Sucede, todavia, que a solução estabelecida pelo despacho não acautela suficientemente os trabalhadores portugueses deslocados no estrangeiro, uma vez que os benefícios de segurança social podem aí ser inferiores aos conferidos pela legislação portuguesa.
3 - A solução parece, pois, consistir em evitar a dupla contribuição apenas naqueles casos em que os benefícios sejam iguais ou superiores aos concedidos em Portugal. E, mesmo então, a solução não deve ser a de impor a dispensa ou suspensão de inscrição, mas tão-só facultar aos interessados a possibilidade de a requerer.

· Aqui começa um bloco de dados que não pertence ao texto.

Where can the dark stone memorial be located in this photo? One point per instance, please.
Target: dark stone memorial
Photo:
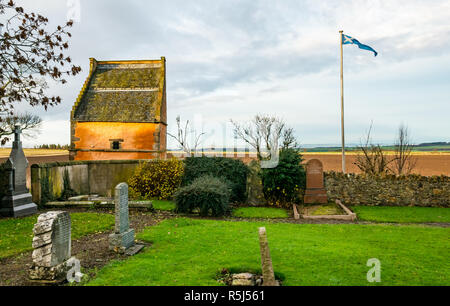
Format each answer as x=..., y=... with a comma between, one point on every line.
x=17, y=202
x=122, y=240
x=315, y=191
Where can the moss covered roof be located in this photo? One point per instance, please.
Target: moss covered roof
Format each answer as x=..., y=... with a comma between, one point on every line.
x=122, y=91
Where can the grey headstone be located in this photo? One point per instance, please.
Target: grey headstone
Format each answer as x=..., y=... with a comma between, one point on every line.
x=123, y=237
x=266, y=261
x=52, y=241
x=17, y=202
x=121, y=206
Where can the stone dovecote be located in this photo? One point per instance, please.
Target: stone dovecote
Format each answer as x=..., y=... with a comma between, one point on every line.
x=120, y=112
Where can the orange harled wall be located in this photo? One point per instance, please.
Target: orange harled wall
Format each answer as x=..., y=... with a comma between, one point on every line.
x=95, y=136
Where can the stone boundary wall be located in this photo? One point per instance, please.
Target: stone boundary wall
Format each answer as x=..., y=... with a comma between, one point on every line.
x=389, y=190
x=84, y=177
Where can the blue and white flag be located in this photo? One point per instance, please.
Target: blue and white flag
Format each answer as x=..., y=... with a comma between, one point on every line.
x=350, y=40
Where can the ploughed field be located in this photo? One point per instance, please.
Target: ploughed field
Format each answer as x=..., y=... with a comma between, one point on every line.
x=37, y=156
x=428, y=163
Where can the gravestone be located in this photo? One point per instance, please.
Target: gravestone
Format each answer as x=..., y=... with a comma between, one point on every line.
x=315, y=191
x=17, y=202
x=122, y=240
x=52, y=247
x=255, y=194
x=266, y=261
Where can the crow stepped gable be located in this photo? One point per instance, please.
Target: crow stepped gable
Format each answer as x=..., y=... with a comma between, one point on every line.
x=120, y=112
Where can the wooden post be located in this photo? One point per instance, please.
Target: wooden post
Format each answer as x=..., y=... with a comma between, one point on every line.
x=342, y=102
x=266, y=261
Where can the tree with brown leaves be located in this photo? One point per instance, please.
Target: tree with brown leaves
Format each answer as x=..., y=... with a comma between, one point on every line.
x=29, y=56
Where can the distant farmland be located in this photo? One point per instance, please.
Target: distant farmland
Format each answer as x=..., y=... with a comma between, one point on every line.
x=428, y=162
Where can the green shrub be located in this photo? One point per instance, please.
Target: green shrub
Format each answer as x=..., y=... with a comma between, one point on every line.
x=156, y=179
x=208, y=194
x=232, y=170
x=3, y=181
x=283, y=185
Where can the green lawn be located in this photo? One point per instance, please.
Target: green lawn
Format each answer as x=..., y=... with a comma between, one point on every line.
x=16, y=235
x=402, y=214
x=192, y=251
x=163, y=205
x=260, y=212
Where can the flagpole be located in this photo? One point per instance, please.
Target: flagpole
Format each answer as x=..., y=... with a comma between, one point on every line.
x=342, y=103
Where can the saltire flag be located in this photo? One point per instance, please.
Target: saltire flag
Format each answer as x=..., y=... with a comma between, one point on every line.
x=350, y=40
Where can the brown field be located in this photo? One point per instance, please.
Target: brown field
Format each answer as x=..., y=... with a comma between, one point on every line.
x=428, y=163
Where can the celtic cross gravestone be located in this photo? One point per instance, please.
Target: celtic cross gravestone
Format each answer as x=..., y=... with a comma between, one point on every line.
x=17, y=202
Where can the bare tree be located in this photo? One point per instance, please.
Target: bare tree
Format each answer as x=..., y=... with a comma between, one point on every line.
x=372, y=159
x=29, y=124
x=289, y=139
x=189, y=147
x=30, y=54
x=262, y=132
x=404, y=162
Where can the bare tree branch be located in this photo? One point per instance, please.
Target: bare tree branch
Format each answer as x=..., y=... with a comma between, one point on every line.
x=404, y=162
x=182, y=137
x=262, y=132
x=29, y=124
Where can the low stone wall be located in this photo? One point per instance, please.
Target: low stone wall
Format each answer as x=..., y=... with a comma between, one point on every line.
x=409, y=190
x=3, y=181
x=84, y=177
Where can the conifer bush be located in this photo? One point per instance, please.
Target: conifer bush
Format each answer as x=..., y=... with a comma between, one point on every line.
x=233, y=171
x=284, y=184
x=209, y=194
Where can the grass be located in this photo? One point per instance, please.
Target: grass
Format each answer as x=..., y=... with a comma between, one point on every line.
x=402, y=214
x=16, y=235
x=191, y=252
x=326, y=209
x=260, y=212
x=163, y=205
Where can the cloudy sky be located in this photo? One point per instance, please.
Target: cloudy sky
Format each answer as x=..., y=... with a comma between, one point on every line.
x=236, y=58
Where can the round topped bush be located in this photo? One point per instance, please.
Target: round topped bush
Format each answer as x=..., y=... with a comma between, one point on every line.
x=207, y=194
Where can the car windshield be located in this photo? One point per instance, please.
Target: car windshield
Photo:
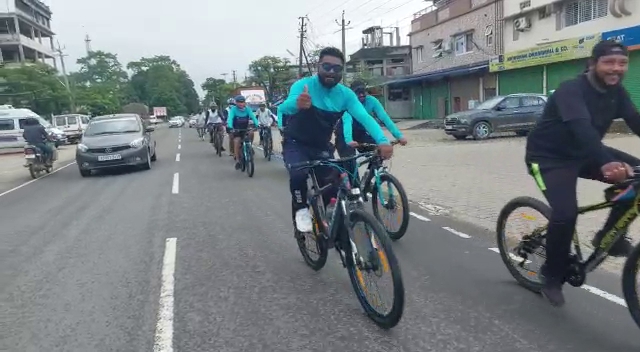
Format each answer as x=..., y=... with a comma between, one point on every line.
x=112, y=126
x=489, y=104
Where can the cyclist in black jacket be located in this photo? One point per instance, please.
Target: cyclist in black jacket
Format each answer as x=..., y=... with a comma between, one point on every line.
x=566, y=144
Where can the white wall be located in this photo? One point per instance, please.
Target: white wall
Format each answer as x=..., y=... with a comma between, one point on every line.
x=545, y=30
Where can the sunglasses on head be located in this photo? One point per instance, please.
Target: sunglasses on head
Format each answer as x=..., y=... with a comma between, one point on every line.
x=328, y=67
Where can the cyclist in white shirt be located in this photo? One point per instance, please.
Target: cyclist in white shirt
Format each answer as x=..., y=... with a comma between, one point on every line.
x=265, y=119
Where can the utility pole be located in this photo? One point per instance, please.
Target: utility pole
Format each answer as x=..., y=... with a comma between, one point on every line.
x=343, y=28
x=87, y=44
x=60, y=51
x=303, y=32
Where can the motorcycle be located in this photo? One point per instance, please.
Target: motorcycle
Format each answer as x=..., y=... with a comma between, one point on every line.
x=35, y=160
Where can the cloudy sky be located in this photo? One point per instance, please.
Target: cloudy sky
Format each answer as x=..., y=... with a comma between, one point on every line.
x=212, y=37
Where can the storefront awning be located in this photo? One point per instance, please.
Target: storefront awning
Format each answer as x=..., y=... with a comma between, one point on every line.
x=438, y=75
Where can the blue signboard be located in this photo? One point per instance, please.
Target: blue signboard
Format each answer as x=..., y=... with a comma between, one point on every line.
x=628, y=36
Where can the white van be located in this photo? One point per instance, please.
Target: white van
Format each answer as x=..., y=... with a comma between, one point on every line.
x=12, y=126
x=72, y=125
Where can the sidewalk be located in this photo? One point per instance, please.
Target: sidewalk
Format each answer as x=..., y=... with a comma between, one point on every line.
x=13, y=172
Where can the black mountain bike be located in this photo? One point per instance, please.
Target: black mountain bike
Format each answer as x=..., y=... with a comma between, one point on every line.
x=382, y=197
x=267, y=143
x=218, y=139
x=369, y=254
x=246, y=155
x=625, y=194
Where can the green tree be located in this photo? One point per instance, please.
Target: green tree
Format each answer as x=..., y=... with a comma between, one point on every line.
x=217, y=90
x=100, y=84
x=35, y=86
x=160, y=81
x=272, y=73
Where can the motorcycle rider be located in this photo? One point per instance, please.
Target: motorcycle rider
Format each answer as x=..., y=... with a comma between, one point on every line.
x=36, y=135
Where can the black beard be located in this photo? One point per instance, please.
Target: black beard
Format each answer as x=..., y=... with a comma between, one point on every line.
x=336, y=80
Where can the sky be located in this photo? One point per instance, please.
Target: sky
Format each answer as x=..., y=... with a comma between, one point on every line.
x=209, y=38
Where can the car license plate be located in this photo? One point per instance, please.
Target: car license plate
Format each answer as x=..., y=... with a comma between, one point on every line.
x=109, y=157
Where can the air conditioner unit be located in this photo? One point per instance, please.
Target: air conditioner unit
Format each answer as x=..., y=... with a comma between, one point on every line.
x=447, y=46
x=522, y=24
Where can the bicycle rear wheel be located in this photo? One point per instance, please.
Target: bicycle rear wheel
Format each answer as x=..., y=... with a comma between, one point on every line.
x=517, y=260
x=394, y=204
x=380, y=261
x=313, y=239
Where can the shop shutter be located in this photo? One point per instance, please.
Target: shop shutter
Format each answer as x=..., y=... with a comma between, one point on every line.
x=632, y=78
x=524, y=80
x=563, y=71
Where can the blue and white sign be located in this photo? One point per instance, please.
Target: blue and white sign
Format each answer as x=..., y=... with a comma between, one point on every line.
x=629, y=36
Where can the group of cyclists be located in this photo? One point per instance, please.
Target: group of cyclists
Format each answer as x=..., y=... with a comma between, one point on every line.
x=565, y=145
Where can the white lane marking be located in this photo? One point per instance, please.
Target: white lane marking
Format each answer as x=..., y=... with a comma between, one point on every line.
x=456, y=232
x=175, y=188
x=511, y=255
x=419, y=217
x=596, y=291
x=164, y=326
x=606, y=295
x=39, y=178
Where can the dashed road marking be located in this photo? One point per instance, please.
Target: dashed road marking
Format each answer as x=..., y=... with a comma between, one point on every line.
x=456, y=232
x=163, y=341
x=175, y=188
x=419, y=217
x=596, y=291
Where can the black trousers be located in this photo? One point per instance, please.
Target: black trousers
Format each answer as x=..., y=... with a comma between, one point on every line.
x=558, y=182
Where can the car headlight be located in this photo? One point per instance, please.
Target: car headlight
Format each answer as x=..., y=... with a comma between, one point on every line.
x=137, y=143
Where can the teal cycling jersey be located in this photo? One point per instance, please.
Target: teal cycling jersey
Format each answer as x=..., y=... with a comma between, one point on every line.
x=352, y=127
x=239, y=118
x=315, y=126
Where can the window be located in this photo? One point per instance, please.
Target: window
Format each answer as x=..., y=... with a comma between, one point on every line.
x=7, y=125
x=419, y=53
x=463, y=43
x=396, y=94
x=511, y=103
x=60, y=121
x=532, y=101
x=581, y=11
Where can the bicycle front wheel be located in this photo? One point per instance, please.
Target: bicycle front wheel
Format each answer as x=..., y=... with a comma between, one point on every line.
x=365, y=267
x=395, y=204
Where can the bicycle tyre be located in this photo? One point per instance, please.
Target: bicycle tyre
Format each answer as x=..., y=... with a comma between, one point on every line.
x=509, y=208
x=321, y=245
x=629, y=279
x=250, y=167
x=392, y=318
x=404, y=201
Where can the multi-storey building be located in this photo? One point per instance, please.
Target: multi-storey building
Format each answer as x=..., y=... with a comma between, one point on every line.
x=452, y=43
x=25, y=32
x=382, y=63
x=549, y=41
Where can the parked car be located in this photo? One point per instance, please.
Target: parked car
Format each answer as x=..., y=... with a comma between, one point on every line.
x=511, y=113
x=115, y=141
x=176, y=122
x=73, y=125
x=12, y=123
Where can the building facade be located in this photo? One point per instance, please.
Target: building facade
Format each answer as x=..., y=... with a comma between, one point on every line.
x=379, y=63
x=25, y=32
x=452, y=43
x=548, y=41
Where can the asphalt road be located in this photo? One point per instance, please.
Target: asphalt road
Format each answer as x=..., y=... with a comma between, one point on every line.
x=87, y=264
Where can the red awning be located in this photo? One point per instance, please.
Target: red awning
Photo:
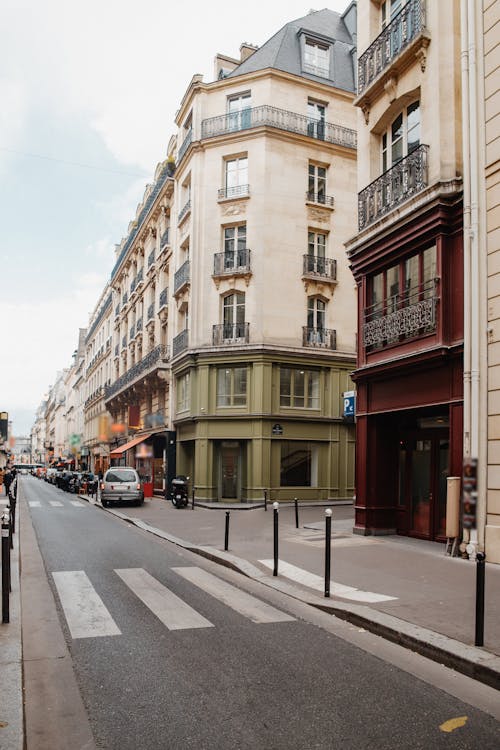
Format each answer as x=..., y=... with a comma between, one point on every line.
x=117, y=452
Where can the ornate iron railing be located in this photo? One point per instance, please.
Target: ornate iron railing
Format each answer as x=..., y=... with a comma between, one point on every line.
x=313, y=265
x=321, y=338
x=180, y=342
x=232, y=262
x=181, y=276
x=401, y=317
x=406, y=178
x=230, y=333
x=282, y=119
x=154, y=358
x=409, y=22
x=184, y=211
x=325, y=200
x=238, y=191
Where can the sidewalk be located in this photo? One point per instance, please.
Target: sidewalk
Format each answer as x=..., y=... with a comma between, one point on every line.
x=406, y=590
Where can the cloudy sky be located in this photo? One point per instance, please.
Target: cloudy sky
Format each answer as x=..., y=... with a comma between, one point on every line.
x=89, y=92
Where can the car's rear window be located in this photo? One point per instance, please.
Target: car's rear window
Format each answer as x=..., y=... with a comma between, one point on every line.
x=120, y=476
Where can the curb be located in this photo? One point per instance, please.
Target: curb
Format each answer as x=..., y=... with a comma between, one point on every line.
x=471, y=661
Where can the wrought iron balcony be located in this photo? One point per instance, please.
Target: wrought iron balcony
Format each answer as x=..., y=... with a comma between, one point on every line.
x=232, y=262
x=405, y=179
x=151, y=361
x=180, y=342
x=401, y=317
x=163, y=298
x=320, y=338
x=230, y=333
x=325, y=200
x=184, y=211
x=185, y=145
x=282, y=119
x=326, y=268
x=238, y=191
x=409, y=22
x=181, y=277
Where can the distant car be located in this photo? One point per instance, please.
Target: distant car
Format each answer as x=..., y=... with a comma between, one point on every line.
x=121, y=484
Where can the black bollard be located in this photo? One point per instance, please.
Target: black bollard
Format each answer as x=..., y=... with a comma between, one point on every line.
x=480, y=575
x=226, y=534
x=275, y=524
x=328, y=550
x=5, y=570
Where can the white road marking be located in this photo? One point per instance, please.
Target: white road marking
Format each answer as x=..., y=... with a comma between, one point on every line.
x=247, y=605
x=169, y=608
x=86, y=615
x=313, y=581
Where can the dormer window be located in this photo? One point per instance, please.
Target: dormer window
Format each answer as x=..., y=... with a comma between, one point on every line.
x=317, y=58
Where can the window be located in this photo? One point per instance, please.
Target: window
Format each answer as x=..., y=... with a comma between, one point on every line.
x=238, y=111
x=316, y=113
x=183, y=392
x=235, y=245
x=402, y=137
x=231, y=386
x=299, y=388
x=236, y=178
x=317, y=58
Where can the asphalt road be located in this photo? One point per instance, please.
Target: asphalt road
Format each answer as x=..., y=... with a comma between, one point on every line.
x=232, y=683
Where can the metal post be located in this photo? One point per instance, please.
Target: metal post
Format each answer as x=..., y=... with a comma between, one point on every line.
x=5, y=569
x=275, y=524
x=328, y=550
x=480, y=574
x=226, y=534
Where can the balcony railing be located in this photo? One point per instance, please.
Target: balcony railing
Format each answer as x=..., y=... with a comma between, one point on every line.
x=325, y=200
x=409, y=22
x=181, y=276
x=232, y=262
x=230, y=333
x=155, y=357
x=402, y=316
x=326, y=268
x=180, y=342
x=321, y=338
x=238, y=191
x=282, y=119
x=405, y=179
x=185, y=145
x=184, y=211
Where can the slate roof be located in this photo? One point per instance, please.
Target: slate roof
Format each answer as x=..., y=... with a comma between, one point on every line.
x=282, y=51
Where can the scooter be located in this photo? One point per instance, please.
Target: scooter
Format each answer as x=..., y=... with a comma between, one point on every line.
x=179, y=491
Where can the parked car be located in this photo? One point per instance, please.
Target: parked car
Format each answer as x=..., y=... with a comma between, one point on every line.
x=121, y=484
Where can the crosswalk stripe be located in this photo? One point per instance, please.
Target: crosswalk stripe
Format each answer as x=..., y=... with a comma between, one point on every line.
x=246, y=604
x=313, y=581
x=169, y=608
x=86, y=615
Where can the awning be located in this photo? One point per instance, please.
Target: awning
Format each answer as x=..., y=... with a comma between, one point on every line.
x=117, y=452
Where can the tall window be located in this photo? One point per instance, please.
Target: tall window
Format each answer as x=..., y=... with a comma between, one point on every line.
x=316, y=185
x=235, y=243
x=317, y=58
x=402, y=137
x=299, y=388
x=238, y=111
x=236, y=176
x=231, y=386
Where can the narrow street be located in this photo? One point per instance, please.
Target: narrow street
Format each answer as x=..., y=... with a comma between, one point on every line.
x=171, y=651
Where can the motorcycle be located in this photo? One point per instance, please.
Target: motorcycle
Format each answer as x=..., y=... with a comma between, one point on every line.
x=179, y=491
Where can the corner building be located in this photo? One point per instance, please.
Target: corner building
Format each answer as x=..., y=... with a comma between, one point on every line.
x=407, y=259
x=263, y=311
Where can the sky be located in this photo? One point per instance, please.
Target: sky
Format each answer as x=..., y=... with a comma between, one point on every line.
x=88, y=96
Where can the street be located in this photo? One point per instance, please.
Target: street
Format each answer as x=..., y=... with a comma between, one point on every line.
x=171, y=651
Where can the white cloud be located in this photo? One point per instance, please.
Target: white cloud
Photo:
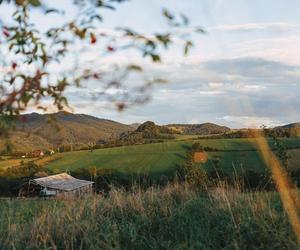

Daí que se pretenda agora obter pelo presente diploma uma alteração do Regulamento Geral das Caixas Sindicais de Previdência, de forma a corrigir esta anomalia.
Nestes termos:
O Governo decreta, nos termos da alínea c) do artigo 202.º da Constituição, o seguinte:
Artigo único. Ao artigo 18.º do Regulamento Geral das Caixas Sindicais de Previdência, aprovado pelo Decreto n.º 45266, de 23 de Setembro de 1963, é acrescentado o n.º 4, com a redacção seguinte:
4 - Deixam de estar sujeitos às caixas sindicais de previdência os trabalhadores que exerçam a sua profissão no estrangeiro, mas ao serviço de empresas portuguesas:
a) Quando a sua situação seja contemplada em convenção de segurança social celebrada entre Portugal e o país onde é exercida a actividade profissional;
b) Quando, não existindo tal convenção, os trabalhadores requeiram a suspensão da sua inscrição em Portugal e provem, perante o Ministério dos Assuntos Sociais, que o seu esquema de segurança social no país onde trabalham é igual ou superior ao português.
Carlos Alberto da Mota Pinto - Eusébio Marques de Carvalho - Acácio Manuel Pereira Magro.
Promulgado em 23 de Julho de 1979.
Publique-se.
O Presidente da República, ANTÓNIO RAMALHO EANES.